What’s “three miles up, three miles down?” (Hint: It’s in the photo at right.)
In our Memorial Day post, we mentioned taking a little trip to Westminster, South Carolina; but about 20 miles west of there lies Toccoa, Georgia, and that Army Airborne hallowed ground known as Currahee. During World War II, Camp Toccoa was the place where a brand-new breed of soldier would train – paratroopers. Known as the “Toccoa Men,” the 501st, 506th, 511th, & 517th Parachute Infantry Regiments, the 457th Parachute Field Artillery Battalion, and others, trained for Europe & the Pacific.
As in World War I, many of the training camps and cantonments were demolished and sold off after the War. One of the unique things about Toccoa is that it is currently undergoing a massive building and revitalization project to preserve its rich history for generations to come.
The Camp Toccoa at Currahee project is a 501(c)(3) non-profit dedicated to rebuilding Toccoa. The organization has already been able to purchase back some of the camp’s land, rebuilt the camp gate, guard house, pavilion, and one barracks building (with the foundations for three others) and restored the only remaining original building, the 506th Regimental HQ. Also at the site is the Parachute Infantry Memorial and the Col. Robert Sink Memorial Trail, where you, too, can have the experience of running up Currahee.

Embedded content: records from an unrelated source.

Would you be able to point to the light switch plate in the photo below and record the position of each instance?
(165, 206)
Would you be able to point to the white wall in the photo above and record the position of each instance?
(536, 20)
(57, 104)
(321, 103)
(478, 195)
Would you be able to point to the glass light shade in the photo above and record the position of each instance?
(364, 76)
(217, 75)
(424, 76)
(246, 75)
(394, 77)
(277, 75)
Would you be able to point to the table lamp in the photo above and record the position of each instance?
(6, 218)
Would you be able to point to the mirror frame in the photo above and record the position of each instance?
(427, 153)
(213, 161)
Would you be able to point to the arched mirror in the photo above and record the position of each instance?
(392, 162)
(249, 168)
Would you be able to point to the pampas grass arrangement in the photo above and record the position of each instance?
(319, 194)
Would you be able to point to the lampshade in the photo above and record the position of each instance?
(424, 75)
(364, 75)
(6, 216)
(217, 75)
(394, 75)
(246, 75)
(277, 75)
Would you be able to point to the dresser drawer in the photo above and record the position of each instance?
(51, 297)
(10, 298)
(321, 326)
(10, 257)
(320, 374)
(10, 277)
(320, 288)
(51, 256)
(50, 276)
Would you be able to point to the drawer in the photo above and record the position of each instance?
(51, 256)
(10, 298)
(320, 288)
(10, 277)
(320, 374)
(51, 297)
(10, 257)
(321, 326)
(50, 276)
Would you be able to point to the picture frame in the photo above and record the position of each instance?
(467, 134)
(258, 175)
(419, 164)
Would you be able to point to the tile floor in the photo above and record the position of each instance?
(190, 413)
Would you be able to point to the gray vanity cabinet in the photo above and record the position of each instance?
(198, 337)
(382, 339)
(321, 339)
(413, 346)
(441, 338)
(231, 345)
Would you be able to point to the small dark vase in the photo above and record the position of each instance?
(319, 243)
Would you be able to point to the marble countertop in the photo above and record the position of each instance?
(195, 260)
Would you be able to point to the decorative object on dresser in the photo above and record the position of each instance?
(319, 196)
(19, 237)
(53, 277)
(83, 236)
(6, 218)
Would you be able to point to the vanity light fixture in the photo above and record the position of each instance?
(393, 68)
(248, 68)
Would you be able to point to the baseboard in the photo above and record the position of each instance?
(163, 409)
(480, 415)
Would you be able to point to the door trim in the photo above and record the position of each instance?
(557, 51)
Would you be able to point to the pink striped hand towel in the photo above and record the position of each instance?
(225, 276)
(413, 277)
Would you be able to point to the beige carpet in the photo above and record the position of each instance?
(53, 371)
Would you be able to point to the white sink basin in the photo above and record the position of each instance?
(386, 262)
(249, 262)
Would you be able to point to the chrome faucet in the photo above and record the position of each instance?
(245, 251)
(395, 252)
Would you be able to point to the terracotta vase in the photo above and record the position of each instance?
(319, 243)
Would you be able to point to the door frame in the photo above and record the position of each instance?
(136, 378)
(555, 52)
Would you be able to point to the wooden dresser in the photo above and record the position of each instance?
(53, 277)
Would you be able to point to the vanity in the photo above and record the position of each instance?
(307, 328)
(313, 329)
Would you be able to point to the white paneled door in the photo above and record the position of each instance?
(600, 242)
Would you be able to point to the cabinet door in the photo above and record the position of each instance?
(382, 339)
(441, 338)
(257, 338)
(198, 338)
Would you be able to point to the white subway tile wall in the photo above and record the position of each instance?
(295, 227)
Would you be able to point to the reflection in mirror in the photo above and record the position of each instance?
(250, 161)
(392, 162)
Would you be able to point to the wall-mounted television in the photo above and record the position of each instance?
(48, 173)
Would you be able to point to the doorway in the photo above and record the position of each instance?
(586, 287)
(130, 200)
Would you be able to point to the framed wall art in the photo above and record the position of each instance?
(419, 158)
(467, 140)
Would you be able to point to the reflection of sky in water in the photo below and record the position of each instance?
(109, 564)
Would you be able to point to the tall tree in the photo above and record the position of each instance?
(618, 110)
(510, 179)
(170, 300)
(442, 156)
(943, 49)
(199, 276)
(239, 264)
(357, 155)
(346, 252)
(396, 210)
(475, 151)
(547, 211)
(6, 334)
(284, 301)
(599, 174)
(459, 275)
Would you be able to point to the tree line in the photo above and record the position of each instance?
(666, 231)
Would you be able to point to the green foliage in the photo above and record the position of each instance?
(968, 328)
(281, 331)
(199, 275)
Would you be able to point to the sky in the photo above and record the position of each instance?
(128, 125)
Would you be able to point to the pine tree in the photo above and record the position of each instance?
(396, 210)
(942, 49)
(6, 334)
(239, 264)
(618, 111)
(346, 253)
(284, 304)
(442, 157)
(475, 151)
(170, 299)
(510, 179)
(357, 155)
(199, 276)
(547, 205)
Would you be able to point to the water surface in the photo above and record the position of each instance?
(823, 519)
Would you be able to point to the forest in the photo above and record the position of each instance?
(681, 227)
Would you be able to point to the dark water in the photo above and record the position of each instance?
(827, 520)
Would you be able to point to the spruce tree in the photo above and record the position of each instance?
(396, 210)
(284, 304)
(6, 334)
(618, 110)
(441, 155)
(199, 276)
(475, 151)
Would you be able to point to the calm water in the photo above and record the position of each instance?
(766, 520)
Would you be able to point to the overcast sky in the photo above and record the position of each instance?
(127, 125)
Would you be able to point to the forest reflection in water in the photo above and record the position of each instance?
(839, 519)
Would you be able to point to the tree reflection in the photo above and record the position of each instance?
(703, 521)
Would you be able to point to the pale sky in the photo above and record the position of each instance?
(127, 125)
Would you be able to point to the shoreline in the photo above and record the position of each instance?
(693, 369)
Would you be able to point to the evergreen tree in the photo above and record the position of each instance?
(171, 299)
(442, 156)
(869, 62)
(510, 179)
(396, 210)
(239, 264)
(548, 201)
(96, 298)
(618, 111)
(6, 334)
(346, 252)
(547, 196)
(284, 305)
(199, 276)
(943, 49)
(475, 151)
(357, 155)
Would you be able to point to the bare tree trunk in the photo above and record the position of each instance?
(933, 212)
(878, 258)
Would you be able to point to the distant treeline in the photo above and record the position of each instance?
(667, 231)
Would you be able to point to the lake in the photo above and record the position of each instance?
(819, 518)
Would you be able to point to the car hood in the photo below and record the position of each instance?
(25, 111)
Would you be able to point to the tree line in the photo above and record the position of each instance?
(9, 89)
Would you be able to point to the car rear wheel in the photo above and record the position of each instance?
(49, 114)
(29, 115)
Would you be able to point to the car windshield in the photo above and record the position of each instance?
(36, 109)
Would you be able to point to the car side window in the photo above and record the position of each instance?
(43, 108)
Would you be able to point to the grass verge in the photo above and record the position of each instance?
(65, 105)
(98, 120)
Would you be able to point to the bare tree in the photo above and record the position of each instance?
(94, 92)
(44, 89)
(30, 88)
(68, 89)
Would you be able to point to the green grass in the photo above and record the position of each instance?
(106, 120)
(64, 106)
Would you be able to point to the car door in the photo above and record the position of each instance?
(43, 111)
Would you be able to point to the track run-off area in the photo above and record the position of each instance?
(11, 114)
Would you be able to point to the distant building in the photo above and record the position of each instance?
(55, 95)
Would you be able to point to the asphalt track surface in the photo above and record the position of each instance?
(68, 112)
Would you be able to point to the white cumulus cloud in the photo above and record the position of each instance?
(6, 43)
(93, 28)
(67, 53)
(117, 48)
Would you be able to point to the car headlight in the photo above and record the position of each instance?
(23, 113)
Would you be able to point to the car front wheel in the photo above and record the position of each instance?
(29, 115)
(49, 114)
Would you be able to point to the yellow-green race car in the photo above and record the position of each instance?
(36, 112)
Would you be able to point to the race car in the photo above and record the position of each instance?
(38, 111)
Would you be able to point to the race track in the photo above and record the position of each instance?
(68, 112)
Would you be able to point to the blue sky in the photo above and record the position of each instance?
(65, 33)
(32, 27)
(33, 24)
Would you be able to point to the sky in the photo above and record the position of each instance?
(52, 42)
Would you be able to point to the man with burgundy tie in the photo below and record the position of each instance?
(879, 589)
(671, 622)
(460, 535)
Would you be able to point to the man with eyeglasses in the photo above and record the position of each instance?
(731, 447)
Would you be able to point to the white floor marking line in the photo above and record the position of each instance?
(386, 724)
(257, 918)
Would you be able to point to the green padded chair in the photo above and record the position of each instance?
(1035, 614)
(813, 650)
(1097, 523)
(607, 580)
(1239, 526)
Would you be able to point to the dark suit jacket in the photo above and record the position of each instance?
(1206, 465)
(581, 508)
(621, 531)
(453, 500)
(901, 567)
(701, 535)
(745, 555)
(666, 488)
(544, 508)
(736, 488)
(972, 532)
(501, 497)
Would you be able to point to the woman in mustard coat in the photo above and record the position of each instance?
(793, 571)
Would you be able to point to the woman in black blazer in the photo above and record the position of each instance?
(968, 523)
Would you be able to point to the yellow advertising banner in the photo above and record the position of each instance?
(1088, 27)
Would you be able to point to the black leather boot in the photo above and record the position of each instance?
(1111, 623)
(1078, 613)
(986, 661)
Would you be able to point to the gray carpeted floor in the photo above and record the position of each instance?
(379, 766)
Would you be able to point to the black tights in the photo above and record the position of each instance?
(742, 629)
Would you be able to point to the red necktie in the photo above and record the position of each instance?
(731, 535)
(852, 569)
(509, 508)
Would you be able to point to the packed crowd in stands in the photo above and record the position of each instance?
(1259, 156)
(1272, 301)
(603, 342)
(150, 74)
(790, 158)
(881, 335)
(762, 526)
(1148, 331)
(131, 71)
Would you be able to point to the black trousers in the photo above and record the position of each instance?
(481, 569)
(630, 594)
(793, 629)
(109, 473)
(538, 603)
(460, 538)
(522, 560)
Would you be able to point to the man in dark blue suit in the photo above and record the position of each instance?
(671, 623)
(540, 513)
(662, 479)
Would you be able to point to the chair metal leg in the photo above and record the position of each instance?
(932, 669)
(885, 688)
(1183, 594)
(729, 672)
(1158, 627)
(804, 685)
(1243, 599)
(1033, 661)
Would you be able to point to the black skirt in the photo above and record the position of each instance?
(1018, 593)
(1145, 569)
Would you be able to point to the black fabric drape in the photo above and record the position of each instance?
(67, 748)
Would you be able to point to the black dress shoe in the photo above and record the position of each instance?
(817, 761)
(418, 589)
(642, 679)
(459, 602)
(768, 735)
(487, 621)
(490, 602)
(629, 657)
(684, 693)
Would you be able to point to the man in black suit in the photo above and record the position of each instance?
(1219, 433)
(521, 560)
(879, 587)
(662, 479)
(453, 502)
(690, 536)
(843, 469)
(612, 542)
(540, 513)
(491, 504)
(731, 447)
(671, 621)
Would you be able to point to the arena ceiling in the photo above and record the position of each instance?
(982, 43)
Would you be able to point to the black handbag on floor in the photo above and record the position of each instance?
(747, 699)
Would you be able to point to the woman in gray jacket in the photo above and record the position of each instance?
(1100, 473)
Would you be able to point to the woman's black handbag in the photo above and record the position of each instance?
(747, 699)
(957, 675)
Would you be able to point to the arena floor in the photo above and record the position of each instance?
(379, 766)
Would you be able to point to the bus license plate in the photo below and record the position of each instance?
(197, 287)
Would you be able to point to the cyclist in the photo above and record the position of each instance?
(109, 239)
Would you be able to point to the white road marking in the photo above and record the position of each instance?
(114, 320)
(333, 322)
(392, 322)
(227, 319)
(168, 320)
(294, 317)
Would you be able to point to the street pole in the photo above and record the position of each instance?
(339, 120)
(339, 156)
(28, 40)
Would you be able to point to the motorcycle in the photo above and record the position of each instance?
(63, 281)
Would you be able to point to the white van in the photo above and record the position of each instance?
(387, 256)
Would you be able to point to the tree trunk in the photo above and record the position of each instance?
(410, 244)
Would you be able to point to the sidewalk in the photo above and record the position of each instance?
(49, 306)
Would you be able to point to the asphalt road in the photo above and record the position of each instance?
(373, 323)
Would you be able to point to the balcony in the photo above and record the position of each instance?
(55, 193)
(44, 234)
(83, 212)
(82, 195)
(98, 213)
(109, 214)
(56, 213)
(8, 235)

Located at the Train Depot in Downtown Toccoa, where all the Paratroopers first arrived and began their five-mile hike to camp, is the Currahee Military Museum. We were very fortunate, being the only visitors at the time of our arrival, to spend a few hours on a personal tour with docent and local legend, Mr. Ray, soaking up all the knowledge he had to offer.
The museum is another 501(c)(3) non-profit organization, reliant on donations, sales, and admissions fees to operate the museum and acquire artifacts – and it is an excellent museum. One of the most impressive artifacts is a stable from Aldbourne, England that housed members of the 501st and 506th before the invasion of Normandy. They were able to bring it from England and reassemble it at Toccoa, serving both as an original piece of history and as an exhibit space for each of the parachute infantry regiments.
There are so many great artifacts to discover, and it is absolutely worth it to spend some of your time to visit the museum and the camp site. If you won’t be able to make a visit to northeast Georgia anytime soon, please consider making a donation to help them in the important work of preserving this history.